Tangled Up in Unicode
Tangled Up in Unicode is a Python library, currently at version 0.2.0, that provides access to the Unicode Character Database (UCD). It serves as an alternative to Python's standard `unicodedata` module, offering the latest UCD versions and extended character properties.

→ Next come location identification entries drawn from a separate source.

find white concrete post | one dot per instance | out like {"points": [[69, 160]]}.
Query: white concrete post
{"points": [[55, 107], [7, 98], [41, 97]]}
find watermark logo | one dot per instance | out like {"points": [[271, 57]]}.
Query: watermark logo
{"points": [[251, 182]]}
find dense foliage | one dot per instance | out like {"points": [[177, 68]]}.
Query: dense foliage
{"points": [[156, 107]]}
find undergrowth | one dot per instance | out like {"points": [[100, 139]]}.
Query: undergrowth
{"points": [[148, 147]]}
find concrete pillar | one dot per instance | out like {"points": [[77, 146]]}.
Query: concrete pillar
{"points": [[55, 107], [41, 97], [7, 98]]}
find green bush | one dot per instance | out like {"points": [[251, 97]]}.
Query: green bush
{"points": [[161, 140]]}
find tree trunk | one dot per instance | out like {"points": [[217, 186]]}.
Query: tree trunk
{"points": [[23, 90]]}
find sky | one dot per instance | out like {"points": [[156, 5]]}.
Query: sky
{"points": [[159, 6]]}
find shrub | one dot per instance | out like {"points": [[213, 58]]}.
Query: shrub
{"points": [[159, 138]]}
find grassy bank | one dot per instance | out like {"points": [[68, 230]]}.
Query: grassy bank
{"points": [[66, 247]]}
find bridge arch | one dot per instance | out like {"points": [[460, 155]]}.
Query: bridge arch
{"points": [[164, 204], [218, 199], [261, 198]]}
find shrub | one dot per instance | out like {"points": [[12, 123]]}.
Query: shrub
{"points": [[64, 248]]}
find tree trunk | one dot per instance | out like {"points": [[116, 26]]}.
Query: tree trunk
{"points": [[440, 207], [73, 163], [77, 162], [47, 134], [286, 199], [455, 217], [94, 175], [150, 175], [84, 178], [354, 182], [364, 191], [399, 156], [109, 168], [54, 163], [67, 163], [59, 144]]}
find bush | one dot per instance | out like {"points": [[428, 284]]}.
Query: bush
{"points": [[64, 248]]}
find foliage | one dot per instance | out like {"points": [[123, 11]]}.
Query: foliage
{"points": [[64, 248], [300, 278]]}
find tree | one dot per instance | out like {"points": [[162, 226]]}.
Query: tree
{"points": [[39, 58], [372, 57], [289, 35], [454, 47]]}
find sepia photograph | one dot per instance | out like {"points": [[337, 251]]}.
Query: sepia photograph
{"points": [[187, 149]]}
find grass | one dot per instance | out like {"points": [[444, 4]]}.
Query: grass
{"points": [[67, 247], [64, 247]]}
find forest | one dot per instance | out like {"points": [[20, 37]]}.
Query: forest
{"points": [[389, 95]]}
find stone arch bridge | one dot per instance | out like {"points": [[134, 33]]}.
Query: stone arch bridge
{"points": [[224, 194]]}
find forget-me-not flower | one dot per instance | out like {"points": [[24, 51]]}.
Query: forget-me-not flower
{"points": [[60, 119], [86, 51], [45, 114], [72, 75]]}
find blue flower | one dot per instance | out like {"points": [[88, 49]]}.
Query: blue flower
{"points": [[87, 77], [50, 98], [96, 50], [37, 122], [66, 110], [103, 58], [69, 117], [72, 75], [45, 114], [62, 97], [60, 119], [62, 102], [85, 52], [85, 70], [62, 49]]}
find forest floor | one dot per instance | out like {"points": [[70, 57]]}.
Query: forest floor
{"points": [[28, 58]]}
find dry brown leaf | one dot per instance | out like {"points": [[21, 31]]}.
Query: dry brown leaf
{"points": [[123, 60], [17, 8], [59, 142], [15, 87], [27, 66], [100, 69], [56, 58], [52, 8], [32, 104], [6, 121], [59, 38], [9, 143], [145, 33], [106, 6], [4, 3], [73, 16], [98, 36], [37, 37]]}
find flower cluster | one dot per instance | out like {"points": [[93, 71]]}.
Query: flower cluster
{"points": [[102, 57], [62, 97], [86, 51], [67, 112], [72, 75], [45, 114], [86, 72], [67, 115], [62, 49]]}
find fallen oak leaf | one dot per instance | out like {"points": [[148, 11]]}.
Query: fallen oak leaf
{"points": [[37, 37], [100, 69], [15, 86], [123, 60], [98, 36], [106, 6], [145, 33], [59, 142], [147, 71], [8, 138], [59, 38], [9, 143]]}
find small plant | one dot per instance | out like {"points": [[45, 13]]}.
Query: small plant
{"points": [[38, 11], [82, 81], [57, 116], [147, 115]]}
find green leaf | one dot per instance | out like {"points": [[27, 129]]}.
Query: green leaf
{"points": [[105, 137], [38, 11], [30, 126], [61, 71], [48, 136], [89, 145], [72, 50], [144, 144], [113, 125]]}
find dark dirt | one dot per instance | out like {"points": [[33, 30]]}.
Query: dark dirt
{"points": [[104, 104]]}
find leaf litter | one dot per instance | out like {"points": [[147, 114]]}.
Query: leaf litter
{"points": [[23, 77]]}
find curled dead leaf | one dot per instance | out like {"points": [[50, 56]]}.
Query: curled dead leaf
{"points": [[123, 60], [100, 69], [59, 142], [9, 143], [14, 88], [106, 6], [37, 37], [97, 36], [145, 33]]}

Releases are typically aligned with new Unicode Standard versions.
Warnings
- gotcha Installing `tangled-up-in-unicode` can result in a very large `site-packages` directory (up to 1.8GB or more in a `venv`) due to the size of generated `.pyc` files from large internal data dictionaries.
- gotcha Prior to version 0.0.7, querying for a script that was not in the lookup table would raise an `IndexError`. From version 0.0.7 onwards, this behavior changed to return the string 'Unknown' instead.
Install
-
pip install tangled-up-in-unicode
Imports
- tangled_up_in_unicode
import tangled_up_in_unicode as unicodedata
Quickstart
import tangled_up_in_unicode as unicodedata
char = '$'
print(f"--- Properties for '{char}' ---")
print(f"Name: {unicodedata.name(char)}")
print(f"Category (Short): {unicodedata.category(char)}")
print(f"Bidirectional (Short): {unicodedata.bidirectional(char)}")
# This library provides more properties and aliases than standard unicodedata
print(f"Script (Long): {unicodedata.script(char, long=True)}")
print(f"Block (Long): {unicodedata.block(char, long=True)}")
print(f"UCD Version: {unicodedata.unidata_version}")